The oldest sister of the bridges, Galloping Gertie, remains on the bottom of the Narrows, where it collapsed 82 years ago.
Eventually we neared Port Orchard, stopped for a quick burger at Burger King, and proceeded through back roads to our destination. Once there. we could see immediately that the trip was worthwhile.
Hundreds of photos awaited us.
There were also six of what was first Nippon, then Alpine Lumber Company's annual Thanksgiving dinner and year-end reports, at least two not yet in the possession of a museum. There were also three of the for photos taken by Lee Pickett in Alpine July 4, 1918.
We have the same three photos. It's Lee Pickett's elusive fourth photo from that day that still remains hidden in the mists of time.
I learned from the owner of the photos what she knew about her grandfather and his family living in Alpine in the teens and 1920s as depicted in the photos, most of which I had never seen before.
My job was to identify any individuals and locations from my knowledge of Alpine's history. Meanwhile, Teresa efficiently scanned away for several hours, and decided that some items needed to return to Issaquah for additional work.
Among the photos was a very interesting photo that was clearly NOT Alpine. In the background of the photo is a substantial body of water. No such body of water exists near Alpine.
The men in the photo were tamping concrete into a form to create bricks. After sharing the photo with a number of Puget Sound-area historians and history aficionados, it was decided that the bricks were foundation bricks.
One Queen Anne-based historian said that he'd been waiting eons to see this photo. He knew the process by which the bricks were made, but he had never found a photo of the process in action.
Here we had the real deal.
Then the question: Where was the photo taken? My initial opinion was that the location was Lake Union, something over 100 years ago. My guess was that we were looking southwest from near where Ivar's Salmon House is now. Other opinions were elsewhere on Lake Union, possibly Lake Washington near Sand Point or Kenmore, or maybe even Puget Sound.
Suggestions and photos of possible locations were presented. In my opinion, the most likely turned out to be Lake Union, but not the location I'd first believed. The photo was obviously more than 100 years old, and probably taken before there was a ship canal in Seattle.
The probable location is near the Fremont Bridge, looking southeast toward Capitol Hill, and looking past the point of land that is now Gasworks Park. There was no Fremont Bridge then because there was no need for a bridge. There was no Aurora Bridge.
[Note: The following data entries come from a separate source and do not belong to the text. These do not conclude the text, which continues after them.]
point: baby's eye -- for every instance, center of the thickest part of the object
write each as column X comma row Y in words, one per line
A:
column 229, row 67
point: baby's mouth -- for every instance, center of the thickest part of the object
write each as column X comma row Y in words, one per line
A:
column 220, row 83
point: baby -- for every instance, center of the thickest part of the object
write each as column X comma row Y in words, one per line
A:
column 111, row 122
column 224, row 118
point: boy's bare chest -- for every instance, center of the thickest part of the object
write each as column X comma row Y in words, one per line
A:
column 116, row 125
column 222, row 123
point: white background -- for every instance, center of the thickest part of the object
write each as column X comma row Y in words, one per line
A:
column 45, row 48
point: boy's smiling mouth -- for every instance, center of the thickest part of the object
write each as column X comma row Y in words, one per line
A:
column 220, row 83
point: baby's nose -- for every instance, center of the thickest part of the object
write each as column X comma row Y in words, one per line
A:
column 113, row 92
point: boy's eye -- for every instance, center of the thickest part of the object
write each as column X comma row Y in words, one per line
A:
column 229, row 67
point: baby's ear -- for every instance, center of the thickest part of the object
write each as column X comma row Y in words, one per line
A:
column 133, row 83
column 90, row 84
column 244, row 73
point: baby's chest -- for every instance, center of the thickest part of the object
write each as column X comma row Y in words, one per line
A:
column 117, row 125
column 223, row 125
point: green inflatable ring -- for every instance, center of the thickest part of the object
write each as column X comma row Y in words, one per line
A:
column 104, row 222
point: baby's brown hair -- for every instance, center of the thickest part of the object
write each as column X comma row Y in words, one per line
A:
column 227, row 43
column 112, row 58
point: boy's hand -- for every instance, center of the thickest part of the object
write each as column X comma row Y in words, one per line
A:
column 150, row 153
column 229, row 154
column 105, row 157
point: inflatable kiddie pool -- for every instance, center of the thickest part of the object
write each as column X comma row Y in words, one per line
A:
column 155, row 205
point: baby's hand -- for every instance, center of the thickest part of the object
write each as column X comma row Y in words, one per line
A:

There was a busy industrious and somewhat built-up area that was used for industry instead of bicycle paths.
The next weekend I drove to Queen Anne to look at more photos – this time photos and keepsakes that had been accumulated by the late Mary Daheim. Teresa met me there. North Queen Anne is very close to Fremont. We went to the suggested location of the brick photo and looked at the view.
The area is much more urban than it was 100 years ago, and it was-n't possible to get to the exact location, but we decided that it did look like the location of the long-ago photo. We still don't know any more than that, and a final resolution is still in the future, but it is a fun exercise from a group of photos on a totally different theme.
We found one more thing there near the Fremont Bridge – old railroad tracks. The line that Northern Pacific Railway was built in 1911 to service Lake Union businesses is still there.
The last train ran more than 30 years ago, and the tracks stand on top of rotting pilings, but this vestige of history is still there.
It was a pleasant bonus for two weekends of traveling all over western Washington in search of history.